On Saturday, Oct. 19, Teresa Carbone, Andrew W. Mellon Curator at the Brooklyn Museum, will join curator Heather Campbell Coyle of the Delaware Art Museum and paintings conservator Mark Bockrath to discuss their work during the “American Moderns Saturday Symposium: What Does Modern Mean?,” a collaboration between the University’s Friends of Art History and the museum. 

The three UD alumni will speak about their research into this tumultuous half-century and how it has created new curatorial perspectives and conservation strategies. The public can register for the symposium at this website

The purpose of the exhibition is to examine and re-think the myriad ways in which American artists engaged with modernity from 1910 through 1960.  Fifty-seven works were selected, including those by Georgia O’Keeffe, Milton Avery, Marsden Hartley, Stuart Davis, Arthur Dove, Rockwell Kent, Joseph Stella, Elie Nadelman and Norman Rockwell. 

According to Campbell Coyle, the pieces from the Brooklyn Museum are “a perfect complement to our collection, which is very strong in turn-of-the-century American painting and sculpture. It fits well with our long commitment to collecting and exhibiting modern American art.” 

Accompanying the exhibition is a catalogue including historical and contextual analyses, provenance research, and technical information, assembled by lead curator Karen Sherry and Margaret Stenz. 

Planning for a traveling exhibition is a long-term investment for any institution; often schedules are set 3-5 years in advance. To bring the exhibition to the Delaware Art Museum, planning and fund-raising was required over one year, and Donald Puglisi, who was the board president of the museum during this period and is UD’s MBNA America Professor Emeritus of Business, helped to steer these efforts. 

Given the time commitment involved, as Campbell Coyle said, “It didn’t hurt that Karen Sherry, one of my colleagues at the University of Delaware (and now chief curator and curator of American art at the Portland Museum of Art in Maine), was the organizing curator and primary author of the exhibition catalogue.

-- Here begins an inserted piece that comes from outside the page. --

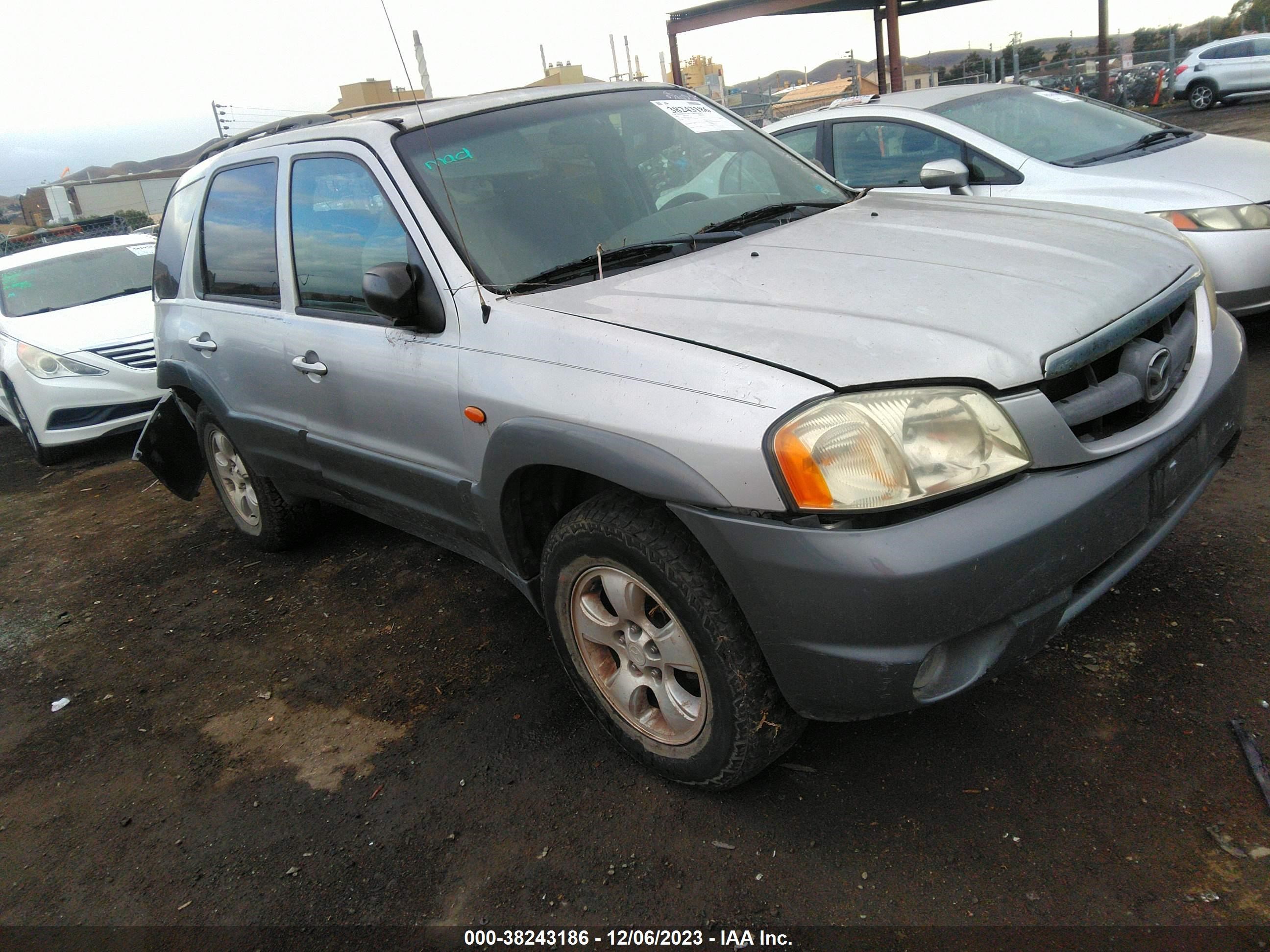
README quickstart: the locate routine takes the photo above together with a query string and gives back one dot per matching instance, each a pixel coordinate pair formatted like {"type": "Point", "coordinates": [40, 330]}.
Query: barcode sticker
{"type": "Point", "coordinates": [696, 116]}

I knew it would be a strong show visually and intellectually.” 

The involvement of Carbone, a UD master of arts graduate who holds a doctorate from the City University of New York, further bolstered her confidence in the exhibition.

The power of the UD network continues, as the exhibition will travel to the Joslyn Art Museum in Omaha, Neb., where Jack Becker, the director, and Toby Jurovics, the chief curator, are both UD-trained art historians.